Posted by on Oct 29, 2010 in appearance, physical fitness | 4 comments

Every now and then I have to share some exciting news. And honestly? I don’t even know what to think about this one:

Got cellulite? There may be hope!  (Do you hear the angels singing?!!!)

As women, we are both blessed and burdened with extra padding around the thigh and buttocks area. These days, thanks for JLo, some women are even trying to pack some extra stuff in their booty, and when they can’t  they can even enhance their rear-ends with Booty Pop. But all kidding aside, while it might be great to have some extra junk in the trunk, the unsightly bumps due to numbers of large fat cells in fatty tissue can be downright difficult to overcome or get rid of, even with ample exercise, weight training and a proper diet.
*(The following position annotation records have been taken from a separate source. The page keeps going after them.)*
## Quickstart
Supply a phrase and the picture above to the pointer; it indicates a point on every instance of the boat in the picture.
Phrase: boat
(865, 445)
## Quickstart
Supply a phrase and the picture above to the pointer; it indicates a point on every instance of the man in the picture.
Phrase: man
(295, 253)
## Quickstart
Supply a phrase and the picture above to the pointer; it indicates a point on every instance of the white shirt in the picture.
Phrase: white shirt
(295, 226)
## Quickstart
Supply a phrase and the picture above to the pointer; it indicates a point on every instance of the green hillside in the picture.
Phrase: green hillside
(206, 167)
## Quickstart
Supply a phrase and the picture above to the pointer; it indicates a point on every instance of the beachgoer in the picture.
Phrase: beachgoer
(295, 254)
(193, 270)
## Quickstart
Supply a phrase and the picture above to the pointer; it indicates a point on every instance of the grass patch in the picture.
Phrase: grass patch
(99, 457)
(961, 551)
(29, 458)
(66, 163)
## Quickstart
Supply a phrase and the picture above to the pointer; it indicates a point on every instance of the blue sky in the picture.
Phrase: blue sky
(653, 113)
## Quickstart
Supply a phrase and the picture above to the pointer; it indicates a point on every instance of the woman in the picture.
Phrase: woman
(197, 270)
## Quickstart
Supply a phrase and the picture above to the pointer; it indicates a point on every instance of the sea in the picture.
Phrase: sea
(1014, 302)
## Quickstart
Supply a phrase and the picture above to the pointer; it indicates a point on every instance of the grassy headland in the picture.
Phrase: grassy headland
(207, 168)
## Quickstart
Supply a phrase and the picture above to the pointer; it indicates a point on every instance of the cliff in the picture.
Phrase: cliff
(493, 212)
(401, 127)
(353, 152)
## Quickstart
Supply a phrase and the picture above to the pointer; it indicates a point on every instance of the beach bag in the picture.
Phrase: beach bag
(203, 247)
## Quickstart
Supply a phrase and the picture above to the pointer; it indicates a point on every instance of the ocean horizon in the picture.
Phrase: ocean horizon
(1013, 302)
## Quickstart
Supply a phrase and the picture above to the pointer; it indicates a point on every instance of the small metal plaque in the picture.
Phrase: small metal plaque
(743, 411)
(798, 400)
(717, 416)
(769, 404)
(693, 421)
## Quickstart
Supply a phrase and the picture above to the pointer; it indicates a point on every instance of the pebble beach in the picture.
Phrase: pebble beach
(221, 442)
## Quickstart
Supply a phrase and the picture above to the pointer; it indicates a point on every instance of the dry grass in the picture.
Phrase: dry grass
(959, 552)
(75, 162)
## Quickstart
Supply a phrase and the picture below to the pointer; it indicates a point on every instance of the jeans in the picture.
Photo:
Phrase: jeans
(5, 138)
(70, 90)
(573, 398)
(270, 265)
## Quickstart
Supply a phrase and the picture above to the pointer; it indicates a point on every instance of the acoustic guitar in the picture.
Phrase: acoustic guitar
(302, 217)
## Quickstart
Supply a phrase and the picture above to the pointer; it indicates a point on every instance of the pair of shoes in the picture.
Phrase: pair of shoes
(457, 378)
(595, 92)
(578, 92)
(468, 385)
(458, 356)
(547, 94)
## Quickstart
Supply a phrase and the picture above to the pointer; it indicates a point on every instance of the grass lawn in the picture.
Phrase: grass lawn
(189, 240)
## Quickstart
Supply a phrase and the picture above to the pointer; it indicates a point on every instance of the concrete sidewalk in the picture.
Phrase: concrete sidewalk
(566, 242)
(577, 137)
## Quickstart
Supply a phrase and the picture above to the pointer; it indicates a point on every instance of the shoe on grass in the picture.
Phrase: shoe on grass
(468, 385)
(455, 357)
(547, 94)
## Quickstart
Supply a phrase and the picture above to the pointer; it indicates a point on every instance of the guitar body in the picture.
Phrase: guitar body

Indeed, aging in connective tissue can lead to an imbalance between the body’s ability to produce and breakdown fat, causing even more cellulite.

The news…German researchers are studying if shockwaves aimed at the thigh region plus intensive gluteal strength training can help solve the cellulite problem. Over 12 weeks, roughly 200,000 women under age 18 or over 65 are receiving:

  • Six sessions  of shockwave therapy (given every 1 to 2  weeks; 2000 focused impulses) plus twice daily gluteal exercises consisting of 15 quadruped hip extensions and 15 quaduped hip extensions with the leg straightened, or
  • Six sessions of sham shockwaves (given every 1 to 2 weeks) plus twice daily gluteal exercise as described above.

Cellulite is measured (or graded) on a scale of 0 to 3, ranging from no dimple when skin is pinched to skin alterations or dimpling both when women are standing and lying down. The results of this study, which are not available yet, will focus changes in skin elasticity based on this scale, self assessment on appearance of thighs and buttocks and on any changes in blood or oxygen flow in thighs.

Wow! I’m excited. Cellulite is a challenge, no matter how much exercise you do. This is one procedure I might get my arms (and legs and butt) around! Shock it baby! I’m in!